Não é por razões técnicas. Disso não entendo nada, nem me interessa, não sou linguista e deixo a discussão para as comadres. Prefiro a simplicidade à complexidade a aqui não é excepção. Sou contra o acordo porque me limito ao velho princípio conservador segundo o qual uma coisa só deve ser mudada se houver claras vantagens em fazê-lo. E em muitas situações haverá. Portanto,  a mudança, por si só, não é um mal. Por exemplo, a substituição da máquina de escrever pelo computador foi bastante benéfica. E ainda que possamos alimentar uma visão romântica da velha máquina de escrever, é evidente que se trata apenas de um simpático sentimento de nostalgia.

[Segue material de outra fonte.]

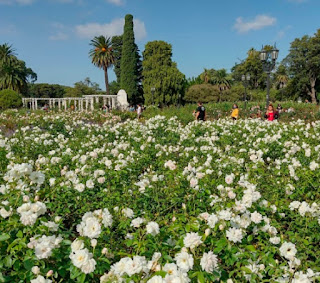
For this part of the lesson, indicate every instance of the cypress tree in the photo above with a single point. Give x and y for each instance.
(129, 80)
(117, 51)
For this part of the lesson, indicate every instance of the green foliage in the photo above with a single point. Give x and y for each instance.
(46, 90)
(114, 87)
(224, 157)
(14, 73)
(129, 62)
(9, 99)
(251, 65)
(202, 92)
(304, 65)
(102, 55)
(116, 42)
(160, 72)
(85, 87)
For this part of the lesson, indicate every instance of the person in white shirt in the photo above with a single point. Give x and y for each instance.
(139, 111)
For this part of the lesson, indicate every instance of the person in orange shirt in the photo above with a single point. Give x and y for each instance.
(235, 112)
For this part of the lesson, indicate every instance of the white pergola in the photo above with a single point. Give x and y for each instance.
(80, 103)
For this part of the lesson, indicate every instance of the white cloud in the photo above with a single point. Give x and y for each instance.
(61, 32)
(259, 22)
(116, 2)
(110, 29)
(297, 1)
(59, 36)
(282, 33)
(8, 29)
(21, 2)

Sei que daqui a meia dúzia de anos já não irei pensar em escrever "aspecto" ou "vêem" do mesmo modo que os meus pais muito naturalmente deixaram de escrever "mãi" ou "regimen" como li em cartas escritas por eles há muitos anos. Certo. Mas mudar  a ortografia para quê? Porque há pessoas que vivem da mudança, pessoas que são pagas para pensarem como mudar, como se houvesse implicitamente uma indústria da mudança e  políticos que, com tais mudanças, sentem que irão sobreviver para além da morte das suas efémeras vidas políticas. No caso do acordo ortográfico trata-se de uma mudança estúpida e desnecessária, uma concessão aos novos analfabetos que saem das nossas escolas depois de 12 anos de obrigatória indigência mental. Lamentável.